No estádio, era como se o torcedor assistisse o lance em slow motion. Uma eternidade. Até que o homem-gol do adversário, cara a cara, chutou para fora. A respiração profunda, de alívio dos beneditinos após a situação de gol perdida, ecoava na arquibancada do Estádio Walter Ribeiro, o CIC. No fim daquela partida, terminada em 3 a 3, o São Bento conquistou a vaga à divisão superior.

Do passado recente, acredito que Henal seja o maior ídolo do clube. Permaneceu de 2011 ao primeiro semestre de 2016. Viveu um verdadeiro casamento com o azulão sorocabano, nas alegrias e nas tristezas. Na segunda metade do ano anterior, transferiu-se para o Cuiabá, onde está até hoje. Lá, já pôde colocar no currículo uma Copa Sul-Americana e fez até gol. A quinta-feira, 2 de março de 2017, será mais uma data para o arqueiro não se esquecer. Foi o principal responsável pelo time mato-grossense chegar, pela primeira vez, à terceira fase da Copa do Brasil (essa é a oitava participação do clube na competição).

E não foi uma classificação qualquer. O Cuiabá bateu, nos pênaltis, a equipe que há alguns anos se configura como a quinta maior potência do Estado de São Paulo: a Ponte Preta, em pleno Moisés Lucarelli. Henal defendeu a quarta cobrança, de Matheus Jesus, e viu o lateral-esquerdo Udson, na quinta penalidade dos mato-grossenses, balançar as redes do goleiro Aranha. O próximo adversário do clube será o Goiás, na semana que vem.

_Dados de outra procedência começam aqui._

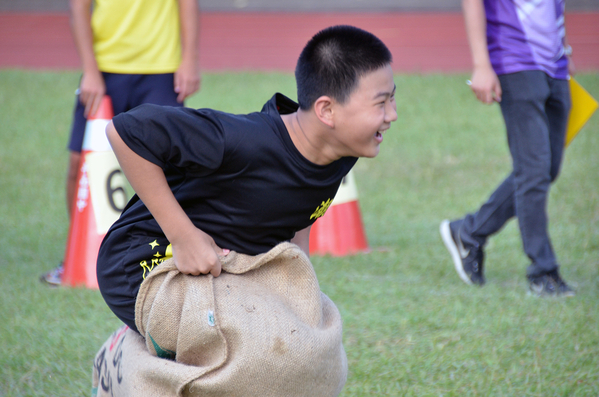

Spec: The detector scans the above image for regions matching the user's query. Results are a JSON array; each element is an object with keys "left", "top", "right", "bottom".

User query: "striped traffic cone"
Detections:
[
  {"left": 61, "top": 95, "right": 127, "bottom": 289},
  {"left": 310, "top": 171, "right": 370, "bottom": 256}
]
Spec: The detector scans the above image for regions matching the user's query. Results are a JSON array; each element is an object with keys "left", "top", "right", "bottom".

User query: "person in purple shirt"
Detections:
[{"left": 440, "top": 0, "right": 574, "bottom": 296}]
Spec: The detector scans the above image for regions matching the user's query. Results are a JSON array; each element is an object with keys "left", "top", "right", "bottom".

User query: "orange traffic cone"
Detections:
[
  {"left": 310, "top": 171, "right": 370, "bottom": 256},
  {"left": 62, "top": 95, "right": 127, "bottom": 289}
]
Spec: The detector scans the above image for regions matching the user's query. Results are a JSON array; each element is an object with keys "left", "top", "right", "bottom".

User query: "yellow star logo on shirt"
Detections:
[{"left": 310, "top": 199, "right": 333, "bottom": 219}]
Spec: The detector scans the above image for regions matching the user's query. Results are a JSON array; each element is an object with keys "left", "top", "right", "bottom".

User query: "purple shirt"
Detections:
[{"left": 484, "top": 0, "right": 568, "bottom": 79}]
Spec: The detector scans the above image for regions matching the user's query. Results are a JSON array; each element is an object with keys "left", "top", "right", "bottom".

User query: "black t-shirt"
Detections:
[{"left": 98, "top": 94, "right": 357, "bottom": 292}]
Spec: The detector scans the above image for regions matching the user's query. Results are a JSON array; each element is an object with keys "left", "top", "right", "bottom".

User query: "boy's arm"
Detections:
[
  {"left": 175, "top": 0, "right": 201, "bottom": 103},
  {"left": 462, "top": 0, "right": 501, "bottom": 104},
  {"left": 70, "top": 0, "right": 106, "bottom": 117},
  {"left": 106, "top": 122, "right": 228, "bottom": 277},
  {"left": 291, "top": 226, "right": 312, "bottom": 256}
]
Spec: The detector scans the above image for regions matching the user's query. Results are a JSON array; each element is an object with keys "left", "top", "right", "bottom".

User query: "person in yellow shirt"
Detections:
[{"left": 41, "top": 0, "right": 201, "bottom": 285}]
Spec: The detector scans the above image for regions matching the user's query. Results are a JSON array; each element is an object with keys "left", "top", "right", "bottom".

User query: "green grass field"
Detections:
[{"left": 0, "top": 70, "right": 599, "bottom": 397}]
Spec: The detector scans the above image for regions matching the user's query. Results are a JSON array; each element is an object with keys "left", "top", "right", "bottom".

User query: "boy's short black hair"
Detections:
[{"left": 295, "top": 25, "right": 392, "bottom": 110}]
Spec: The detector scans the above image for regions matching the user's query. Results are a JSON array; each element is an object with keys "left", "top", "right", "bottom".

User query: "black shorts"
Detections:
[{"left": 68, "top": 72, "right": 183, "bottom": 152}]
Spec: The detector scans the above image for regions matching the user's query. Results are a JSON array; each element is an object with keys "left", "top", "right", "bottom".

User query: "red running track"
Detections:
[{"left": 0, "top": 12, "right": 599, "bottom": 72}]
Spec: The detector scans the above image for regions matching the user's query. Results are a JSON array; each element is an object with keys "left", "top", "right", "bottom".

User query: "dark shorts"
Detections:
[{"left": 68, "top": 72, "right": 183, "bottom": 152}]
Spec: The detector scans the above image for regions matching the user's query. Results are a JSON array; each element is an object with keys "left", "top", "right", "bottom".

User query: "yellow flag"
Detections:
[{"left": 566, "top": 77, "right": 599, "bottom": 147}]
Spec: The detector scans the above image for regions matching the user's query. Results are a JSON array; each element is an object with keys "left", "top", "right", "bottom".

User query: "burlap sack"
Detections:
[{"left": 94, "top": 243, "right": 347, "bottom": 397}]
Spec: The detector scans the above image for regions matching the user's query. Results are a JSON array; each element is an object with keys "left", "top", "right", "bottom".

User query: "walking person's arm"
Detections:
[
  {"left": 70, "top": 0, "right": 106, "bottom": 117},
  {"left": 462, "top": 0, "right": 501, "bottom": 104},
  {"left": 175, "top": 0, "right": 201, "bottom": 103}
]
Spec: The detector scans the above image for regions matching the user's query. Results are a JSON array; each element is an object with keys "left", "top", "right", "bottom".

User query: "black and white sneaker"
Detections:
[
  {"left": 526, "top": 269, "right": 576, "bottom": 296},
  {"left": 439, "top": 220, "right": 485, "bottom": 285}
]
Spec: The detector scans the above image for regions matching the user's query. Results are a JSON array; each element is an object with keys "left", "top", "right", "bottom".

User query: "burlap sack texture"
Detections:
[{"left": 94, "top": 243, "right": 347, "bottom": 397}]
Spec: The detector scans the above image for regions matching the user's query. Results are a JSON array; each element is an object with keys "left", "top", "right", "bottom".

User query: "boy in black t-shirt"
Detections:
[{"left": 98, "top": 26, "right": 397, "bottom": 329}]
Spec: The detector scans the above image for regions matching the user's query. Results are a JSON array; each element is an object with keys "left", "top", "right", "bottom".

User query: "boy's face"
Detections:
[{"left": 333, "top": 65, "right": 397, "bottom": 157}]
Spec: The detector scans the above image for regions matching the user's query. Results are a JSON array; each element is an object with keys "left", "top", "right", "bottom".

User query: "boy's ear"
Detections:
[{"left": 314, "top": 95, "right": 335, "bottom": 128}]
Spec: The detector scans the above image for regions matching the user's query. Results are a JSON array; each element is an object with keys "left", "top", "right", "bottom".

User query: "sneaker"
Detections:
[
  {"left": 40, "top": 263, "right": 64, "bottom": 287},
  {"left": 526, "top": 269, "right": 576, "bottom": 296},
  {"left": 440, "top": 220, "right": 485, "bottom": 285}
]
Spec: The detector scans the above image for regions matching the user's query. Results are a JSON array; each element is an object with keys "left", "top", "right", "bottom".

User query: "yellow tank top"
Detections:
[{"left": 92, "top": 0, "right": 181, "bottom": 74}]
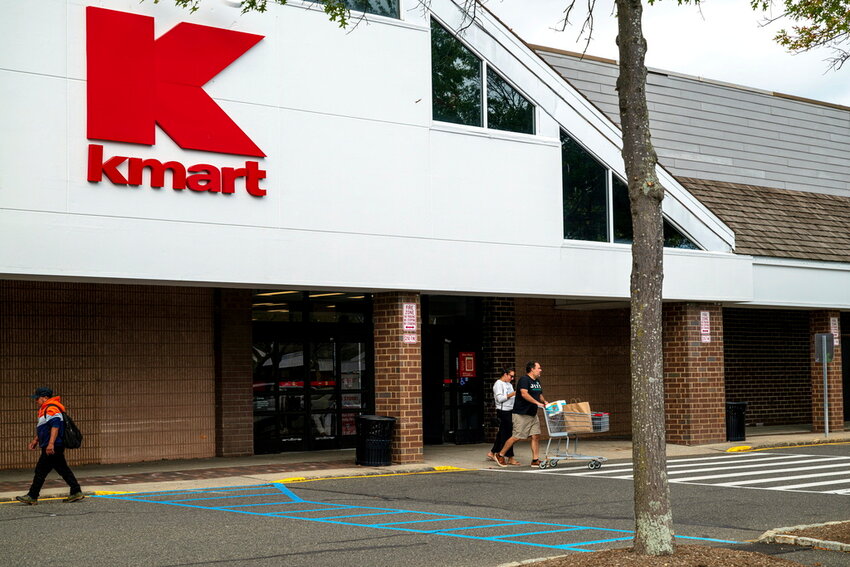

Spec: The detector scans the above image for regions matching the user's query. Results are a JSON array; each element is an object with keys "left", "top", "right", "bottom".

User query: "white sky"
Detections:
[{"left": 476, "top": 0, "right": 850, "bottom": 106}]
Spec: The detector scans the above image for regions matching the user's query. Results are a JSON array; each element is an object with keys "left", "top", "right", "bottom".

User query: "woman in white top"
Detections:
[{"left": 487, "top": 368, "right": 520, "bottom": 465}]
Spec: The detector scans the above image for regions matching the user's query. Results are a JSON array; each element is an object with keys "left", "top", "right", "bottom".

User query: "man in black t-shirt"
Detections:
[{"left": 495, "top": 361, "right": 546, "bottom": 468}]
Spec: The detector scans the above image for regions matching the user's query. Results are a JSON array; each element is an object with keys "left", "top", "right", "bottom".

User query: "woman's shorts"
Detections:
[{"left": 511, "top": 413, "right": 540, "bottom": 439}]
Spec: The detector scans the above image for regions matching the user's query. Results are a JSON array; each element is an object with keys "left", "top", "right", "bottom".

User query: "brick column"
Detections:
[
  {"left": 481, "top": 297, "right": 522, "bottom": 439},
  {"left": 664, "top": 303, "right": 726, "bottom": 445},
  {"left": 215, "top": 289, "right": 254, "bottom": 457},
  {"left": 373, "top": 292, "right": 424, "bottom": 463},
  {"left": 809, "top": 311, "right": 844, "bottom": 432}
]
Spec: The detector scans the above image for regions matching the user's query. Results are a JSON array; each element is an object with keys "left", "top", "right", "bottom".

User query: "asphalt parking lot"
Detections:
[{"left": 0, "top": 446, "right": 848, "bottom": 567}]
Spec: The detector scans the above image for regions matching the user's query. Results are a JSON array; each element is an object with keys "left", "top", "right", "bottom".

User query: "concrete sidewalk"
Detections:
[{"left": 0, "top": 432, "right": 850, "bottom": 501}]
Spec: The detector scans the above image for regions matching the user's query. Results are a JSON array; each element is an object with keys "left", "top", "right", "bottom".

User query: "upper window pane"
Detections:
[
  {"left": 561, "top": 131, "right": 608, "bottom": 242},
  {"left": 431, "top": 20, "right": 481, "bottom": 126},
  {"left": 308, "top": 0, "right": 401, "bottom": 19},
  {"left": 487, "top": 67, "right": 534, "bottom": 134},
  {"left": 613, "top": 177, "right": 700, "bottom": 250},
  {"left": 612, "top": 177, "right": 634, "bottom": 244}
]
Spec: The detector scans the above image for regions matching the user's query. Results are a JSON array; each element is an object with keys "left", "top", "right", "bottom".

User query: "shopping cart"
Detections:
[{"left": 540, "top": 410, "right": 610, "bottom": 470}]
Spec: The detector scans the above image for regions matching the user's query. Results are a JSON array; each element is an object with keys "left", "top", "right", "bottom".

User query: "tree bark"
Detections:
[{"left": 617, "top": 0, "right": 675, "bottom": 555}]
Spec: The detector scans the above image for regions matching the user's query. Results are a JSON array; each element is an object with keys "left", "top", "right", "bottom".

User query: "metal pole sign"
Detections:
[{"left": 815, "top": 333, "right": 835, "bottom": 437}]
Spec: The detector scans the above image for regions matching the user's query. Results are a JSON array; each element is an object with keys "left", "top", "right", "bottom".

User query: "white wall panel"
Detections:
[
  {"left": 429, "top": 129, "right": 564, "bottom": 246},
  {"left": 752, "top": 258, "right": 850, "bottom": 309},
  {"left": 0, "top": 210, "right": 752, "bottom": 301},
  {"left": 0, "top": 0, "right": 780, "bottom": 301},
  {"left": 0, "top": 71, "right": 68, "bottom": 211},
  {"left": 0, "top": 0, "right": 67, "bottom": 77}
]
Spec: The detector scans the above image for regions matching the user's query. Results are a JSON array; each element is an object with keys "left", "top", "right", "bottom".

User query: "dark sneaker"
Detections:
[{"left": 15, "top": 494, "right": 38, "bottom": 506}]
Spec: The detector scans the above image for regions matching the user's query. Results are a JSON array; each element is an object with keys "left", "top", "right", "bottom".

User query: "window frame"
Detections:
[
  {"left": 430, "top": 16, "right": 540, "bottom": 137},
  {"left": 558, "top": 132, "right": 705, "bottom": 251}
]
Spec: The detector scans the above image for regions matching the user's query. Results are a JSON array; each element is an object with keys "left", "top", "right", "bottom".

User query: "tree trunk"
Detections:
[{"left": 617, "top": 0, "right": 675, "bottom": 555}]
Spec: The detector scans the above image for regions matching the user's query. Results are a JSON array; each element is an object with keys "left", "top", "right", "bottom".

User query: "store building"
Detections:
[{"left": 0, "top": 0, "right": 850, "bottom": 468}]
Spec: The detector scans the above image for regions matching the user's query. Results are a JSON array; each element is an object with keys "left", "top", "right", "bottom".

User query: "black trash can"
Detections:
[
  {"left": 726, "top": 402, "right": 747, "bottom": 441},
  {"left": 355, "top": 415, "right": 395, "bottom": 467}
]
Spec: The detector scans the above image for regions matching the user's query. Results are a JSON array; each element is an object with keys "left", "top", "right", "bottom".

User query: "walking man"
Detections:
[
  {"left": 15, "top": 388, "right": 84, "bottom": 506},
  {"left": 495, "top": 361, "right": 546, "bottom": 468}
]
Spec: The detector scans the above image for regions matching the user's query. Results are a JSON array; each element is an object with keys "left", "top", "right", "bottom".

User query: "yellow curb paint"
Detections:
[
  {"left": 275, "top": 467, "right": 476, "bottom": 483},
  {"left": 727, "top": 441, "right": 850, "bottom": 452},
  {"left": 0, "top": 496, "right": 66, "bottom": 506}
]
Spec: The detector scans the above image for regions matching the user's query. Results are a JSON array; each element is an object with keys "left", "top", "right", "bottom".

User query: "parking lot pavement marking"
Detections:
[
  {"left": 524, "top": 452, "right": 850, "bottom": 495},
  {"left": 96, "top": 482, "right": 738, "bottom": 552}
]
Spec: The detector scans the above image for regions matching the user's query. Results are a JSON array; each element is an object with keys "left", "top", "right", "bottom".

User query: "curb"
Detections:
[
  {"left": 740, "top": 437, "right": 850, "bottom": 453},
  {"left": 756, "top": 521, "right": 850, "bottom": 553}
]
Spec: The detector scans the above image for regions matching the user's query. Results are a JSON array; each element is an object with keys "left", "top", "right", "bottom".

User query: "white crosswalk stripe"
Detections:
[{"left": 546, "top": 452, "right": 850, "bottom": 496}]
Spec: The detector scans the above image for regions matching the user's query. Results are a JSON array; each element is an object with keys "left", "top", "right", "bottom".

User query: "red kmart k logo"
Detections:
[{"left": 86, "top": 7, "right": 265, "bottom": 157}]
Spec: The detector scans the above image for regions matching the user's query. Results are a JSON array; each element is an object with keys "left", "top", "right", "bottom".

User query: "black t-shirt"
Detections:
[{"left": 514, "top": 375, "right": 543, "bottom": 415}]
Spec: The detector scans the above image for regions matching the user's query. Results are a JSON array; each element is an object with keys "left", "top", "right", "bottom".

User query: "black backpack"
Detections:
[{"left": 50, "top": 404, "right": 83, "bottom": 449}]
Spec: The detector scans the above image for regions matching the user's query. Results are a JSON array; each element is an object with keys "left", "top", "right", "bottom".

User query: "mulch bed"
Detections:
[{"left": 788, "top": 522, "right": 850, "bottom": 544}]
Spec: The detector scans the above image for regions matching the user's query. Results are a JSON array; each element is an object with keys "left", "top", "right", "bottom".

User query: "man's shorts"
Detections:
[{"left": 511, "top": 413, "right": 540, "bottom": 439}]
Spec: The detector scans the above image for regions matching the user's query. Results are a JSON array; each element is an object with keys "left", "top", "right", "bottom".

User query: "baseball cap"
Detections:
[{"left": 30, "top": 388, "right": 53, "bottom": 400}]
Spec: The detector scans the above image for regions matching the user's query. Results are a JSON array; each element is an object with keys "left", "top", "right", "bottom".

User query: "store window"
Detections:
[
  {"left": 613, "top": 177, "right": 700, "bottom": 250},
  {"left": 253, "top": 290, "right": 374, "bottom": 453},
  {"left": 561, "top": 131, "right": 700, "bottom": 250},
  {"left": 431, "top": 20, "right": 481, "bottom": 126},
  {"left": 431, "top": 19, "right": 535, "bottom": 134},
  {"left": 307, "top": 0, "right": 401, "bottom": 19},
  {"left": 487, "top": 67, "right": 534, "bottom": 134}
]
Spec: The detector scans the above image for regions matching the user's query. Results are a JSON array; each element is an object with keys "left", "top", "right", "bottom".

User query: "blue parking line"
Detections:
[
  {"left": 97, "top": 483, "right": 739, "bottom": 553},
  {"left": 493, "top": 532, "right": 585, "bottom": 539},
  {"left": 438, "top": 521, "right": 525, "bottom": 531},
  {"left": 169, "top": 492, "right": 278, "bottom": 502},
  {"left": 559, "top": 537, "right": 632, "bottom": 549},
  {"left": 322, "top": 510, "right": 407, "bottom": 520},
  {"left": 372, "top": 520, "right": 464, "bottom": 528},
  {"left": 272, "top": 482, "right": 304, "bottom": 502},
  {"left": 224, "top": 502, "right": 349, "bottom": 514}
]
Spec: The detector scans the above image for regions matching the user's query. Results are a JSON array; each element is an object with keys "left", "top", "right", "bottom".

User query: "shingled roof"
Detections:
[{"left": 677, "top": 177, "right": 850, "bottom": 262}]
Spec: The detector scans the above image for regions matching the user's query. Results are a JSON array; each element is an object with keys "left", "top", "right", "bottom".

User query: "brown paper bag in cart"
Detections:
[{"left": 564, "top": 402, "right": 593, "bottom": 433}]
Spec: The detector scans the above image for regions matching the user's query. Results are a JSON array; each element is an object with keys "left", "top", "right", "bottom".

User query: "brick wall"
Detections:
[
  {"left": 0, "top": 281, "right": 215, "bottom": 469},
  {"left": 663, "top": 303, "right": 726, "bottom": 445},
  {"left": 481, "top": 297, "right": 520, "bottom": 439},
  {"left": 215, "top": 289, "right": 254, "bottom": 457},
  {"left": 723, "top": 309, "right": 812, "bottom": 425},
  {"left": 809, "top": 311, "right": 844, "bottom": 432},
  {"left": 372, "top": 293, "right": 424, "bottom": 463},
  {"left": 515, "top": 299, "right": 631, "bottom": 436}
]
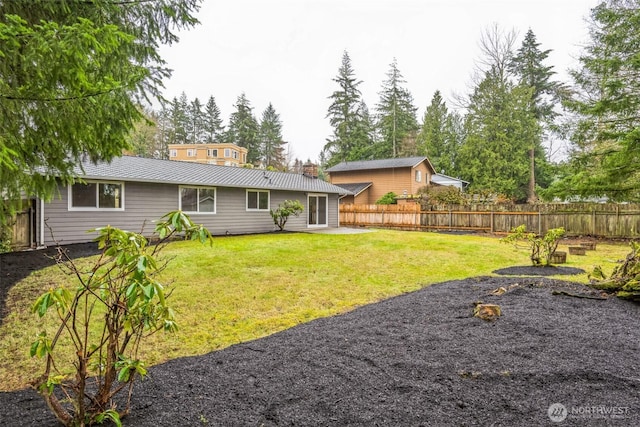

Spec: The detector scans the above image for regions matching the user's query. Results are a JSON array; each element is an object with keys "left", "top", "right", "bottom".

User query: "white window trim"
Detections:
[
  {"left": 178, "top": 185, "right": 218, "bottom": 215},
  {"left": 67, "top": 180, "right": 124, "bottom": 212},
  {"left": 307, "top": 193, "right": 329, "bottom": 228},
  {"left": 245, "top": 188, "right": 271, "bottom": 212}
]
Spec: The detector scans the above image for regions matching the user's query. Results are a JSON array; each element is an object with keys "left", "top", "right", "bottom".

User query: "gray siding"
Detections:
[{"left": 38, "top": 182, "right": 339, "bottom": 246}]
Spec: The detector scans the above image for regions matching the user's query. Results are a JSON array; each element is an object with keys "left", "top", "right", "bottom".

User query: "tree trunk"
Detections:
[{"left": 527, "top": 148, "right": 538, "bottom": 204}]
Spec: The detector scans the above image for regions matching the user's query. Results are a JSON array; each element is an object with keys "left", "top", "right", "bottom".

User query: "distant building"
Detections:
[{"left": 169, "top": 143, "right": 248, "bottom": 166}]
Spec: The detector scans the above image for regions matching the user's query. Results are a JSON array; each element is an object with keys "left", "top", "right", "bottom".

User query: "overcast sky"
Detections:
[{"left": 162, "top": 0, "right": 598, "bottom": 160}]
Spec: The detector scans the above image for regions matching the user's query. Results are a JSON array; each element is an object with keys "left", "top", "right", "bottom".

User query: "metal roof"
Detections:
[
  {"left": 335, "top": 182, "right": 373, "bottom": 196},
  {"left": 74, "top": 156, "right": 350, "bottom": 194},
  {"left": 326, "top": 156, "right": 431, "bottom": 173}
]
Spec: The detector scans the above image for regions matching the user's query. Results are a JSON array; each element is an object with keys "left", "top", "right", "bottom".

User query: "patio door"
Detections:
[{"left": 308, "top": 194, "right": 329, "bottom": 227}]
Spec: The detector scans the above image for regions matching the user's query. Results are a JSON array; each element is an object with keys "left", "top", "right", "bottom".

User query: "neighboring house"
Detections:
[
  {"left": 326, "top": 156, "right": 435, "bottom": 204},
  {"left": 30, "top": 156, "right": 348, "bottom": 246},
  {"left": 168, "top": 143, "right": 248, "bottom": 166}
]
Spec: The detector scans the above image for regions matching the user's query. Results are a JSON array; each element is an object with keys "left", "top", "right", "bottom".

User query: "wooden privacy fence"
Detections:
[{"left": 340, "top": 203, "right": 640, "bottom": 238}]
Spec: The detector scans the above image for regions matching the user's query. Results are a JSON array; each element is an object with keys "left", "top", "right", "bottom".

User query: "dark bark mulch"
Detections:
[
  {"left": 493, "top": 265, "right": 584, "bottom": 276},
  {"left": 0, "top": 277, "right": 640, "bottom": 427},
  {"left": 0, "top": 243, "right": 98, "bottom": 326}
]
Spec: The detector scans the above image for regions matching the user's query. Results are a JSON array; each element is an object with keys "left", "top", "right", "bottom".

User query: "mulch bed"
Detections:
[{"left": 0, "top": 249, "right": 640, "bottom": 427}]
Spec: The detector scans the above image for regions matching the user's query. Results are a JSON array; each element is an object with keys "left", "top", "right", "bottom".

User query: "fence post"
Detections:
[
  {"left": 490, "top": 208, "right": 494, "bottom": 234},
  {"left": 538, "top": 206, "right": 542, "bottom": 236}
]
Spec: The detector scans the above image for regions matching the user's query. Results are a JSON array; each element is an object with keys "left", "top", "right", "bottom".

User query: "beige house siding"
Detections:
[
  {"left": 330, "top": 162, "right": 431, "bottom": 204},
  {"left": 168, "top": 143, "right": 248, "bottom": 166}
]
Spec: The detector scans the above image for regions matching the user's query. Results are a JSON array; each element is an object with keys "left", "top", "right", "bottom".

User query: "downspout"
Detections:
[{"left": 40, "top": 199, "right": 44, "bottom": 247}]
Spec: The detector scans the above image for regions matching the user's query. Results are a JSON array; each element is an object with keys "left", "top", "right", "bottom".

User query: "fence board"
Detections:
[{"left": 340, "top": 203, "right": 640, "bottom": 238}]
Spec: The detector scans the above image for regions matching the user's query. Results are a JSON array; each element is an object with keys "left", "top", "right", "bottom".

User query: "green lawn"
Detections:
[{"left": 0, "top": 230, "right": 628, "bottom": 390}]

Particularmente, fico feliz pelo momento vivido por Henal. Tive a oportunidade de conhecê-lo de perto. Pude perceber uma característica rara por aí hoje em dia: a humildade. Um dos encontros ocorreu há uns quatro meses, no CIC. Meu amigo Caio Rossini o entrevistaria para uma reportagem sobre o São Bento, que produzia para a nossa revista do Trabalho de Conclusão de Curso (TCC). Eu estava encarregado pelas fotos. Lembro-me bem de uma fala do arqueiro, demonstrando sua gratidão ao clube sorocabano:

“Agradeço ao São Bento demais. Tudo que está acontecendo na minha vida é por causa do São Bento, por tudo que plantei aqui.”

Em 2014, quando fui produzir uma reportagem para o Jornal Cruzeiro do Sul, sobre a revitalização do Ginásio Mirante dos Óvnis, em Votorantim, também me deparei com um gesto nobre de Henal. Criado naquela região, ele ajudou a pintar o espaço e doou, à época, bolas, luvas e traves para os treinos de futebol da molecada.

Henal, no gramado do CIC, onde já viveu momentos de glória e tristeza. (Foto: Esdras Felipe Pereira)

Infelizmente, Barthez, Higuita, Chilavert, Jorge Campos, entre outros goleiros malucos, não tive a oportunidade de conhecer. Mas, Henal, à sua maneira, sabe se lá por que, incorporou ao seu estilo o espírito da loucura à frente da meta, o que me agrada. É aquela coisa de “cada louco com sua loucura”. E, de completamente normais, todos nós, nada temos, não é mesmo?!